In order to find a good compromise between efficiency and simplicity, nonlinear controllers such as back-stepping and sliding mode (SM) have shown various advantages [16, 17]. The implementation simplicity and the robust behavior against the external disturbances encourage the researchers to use these controllers in various PV system applications.
Thanks to its advantages, the sliding mode has been used widely to control variable structure systems (VSS) [17–20]. Accordingly, the switched-mode converters used in PV system applications are the ideal target of this kind of controller [16, 21]. Either it being a DC-DC converter or it being an inverter, the sliding mode control (SMC) has been used widely in the literature.
Kim et al. applied the SM to control the inverter switches in order to force the followed current in the grid to pursue a generated reference current; the simulation and experimental results of this single-stage grid-connected PV system shown that the proposed controller can reduce current overshot and contribute to the optimal design of power devices [22, 23]. Furthermore, Chen et al. proposed to control a DC-DC boost converter feeding a resistive load using a sliding mode in finite time; the obtained results showed good performances in terms of stability and fast response.
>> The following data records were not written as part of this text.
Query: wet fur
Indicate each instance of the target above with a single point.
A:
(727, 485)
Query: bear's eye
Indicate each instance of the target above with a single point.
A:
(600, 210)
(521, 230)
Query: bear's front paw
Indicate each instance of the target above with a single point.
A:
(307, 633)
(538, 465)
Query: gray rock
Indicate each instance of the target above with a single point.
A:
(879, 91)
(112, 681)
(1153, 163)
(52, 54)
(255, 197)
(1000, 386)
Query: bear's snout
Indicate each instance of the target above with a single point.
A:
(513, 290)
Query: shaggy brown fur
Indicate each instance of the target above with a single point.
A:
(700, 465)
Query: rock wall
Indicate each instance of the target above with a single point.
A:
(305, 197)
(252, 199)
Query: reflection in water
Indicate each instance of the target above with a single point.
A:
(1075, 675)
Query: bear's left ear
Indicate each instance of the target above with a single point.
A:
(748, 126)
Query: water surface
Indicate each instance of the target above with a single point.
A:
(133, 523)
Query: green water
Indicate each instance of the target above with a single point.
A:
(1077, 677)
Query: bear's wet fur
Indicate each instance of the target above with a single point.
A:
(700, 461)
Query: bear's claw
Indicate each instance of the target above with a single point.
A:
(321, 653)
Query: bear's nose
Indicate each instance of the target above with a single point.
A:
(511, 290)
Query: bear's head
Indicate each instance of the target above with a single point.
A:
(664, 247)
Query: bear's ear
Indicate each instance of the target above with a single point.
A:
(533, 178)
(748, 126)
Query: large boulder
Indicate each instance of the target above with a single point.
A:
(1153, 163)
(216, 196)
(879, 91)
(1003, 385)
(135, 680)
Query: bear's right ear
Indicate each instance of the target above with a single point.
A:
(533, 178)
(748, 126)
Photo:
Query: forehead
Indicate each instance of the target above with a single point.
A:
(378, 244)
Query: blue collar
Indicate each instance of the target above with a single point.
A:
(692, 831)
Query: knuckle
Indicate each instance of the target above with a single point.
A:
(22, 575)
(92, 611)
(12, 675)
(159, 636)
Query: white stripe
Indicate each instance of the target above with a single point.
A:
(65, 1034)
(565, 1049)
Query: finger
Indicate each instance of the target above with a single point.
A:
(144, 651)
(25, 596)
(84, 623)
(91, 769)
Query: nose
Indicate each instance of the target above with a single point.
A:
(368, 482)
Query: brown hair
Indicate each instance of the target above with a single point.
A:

However, the exploitation of this PV system is focalized only for DC loads. For this reason, Laura et al. used an adaptive SM to manage the control of two stages of converters for a grid-connected PV system. Thus, the controlled converters exhibit robustness properties with a fast response to any sudden irradiance change.
Due to the reported benefits of the sliding mode controllers in terms of robustness and fast response, most researchers used these controllers in grid-connected PV systems [23, 24]. However, the number of works about standalone PV systems is still neglected. For this reason, the purpose of this work is to contribute to the modeling and the simulation of the standalone PV system in Figure 1 and to control both converters using a sliding mode approach. These controllers are described in two parts as follows: (i)A sliding mode maximum power point tracking (SM-MPPT) of the PV panel with the objective to command the duty cycle of the boost DC-DC in order to extract the MPP rapidly(ii)Design of a control law by acting on the PWM of the inverter: this control law has a function to force the output current, which circulates in the load to pursue the calculated reference current
To design the proposed controllers, climate changes are considered as perturbations, which affect the overall efficiency of the PV system. Therefore, the proposed system is simulated under a fast variation of solar irradiation and temperature to verify the performance and the stability. Then, in order to validate the simulation results, a comparison with one of the most used method in the literature (incremental conductance) and an estimation of a daily energy is achieved.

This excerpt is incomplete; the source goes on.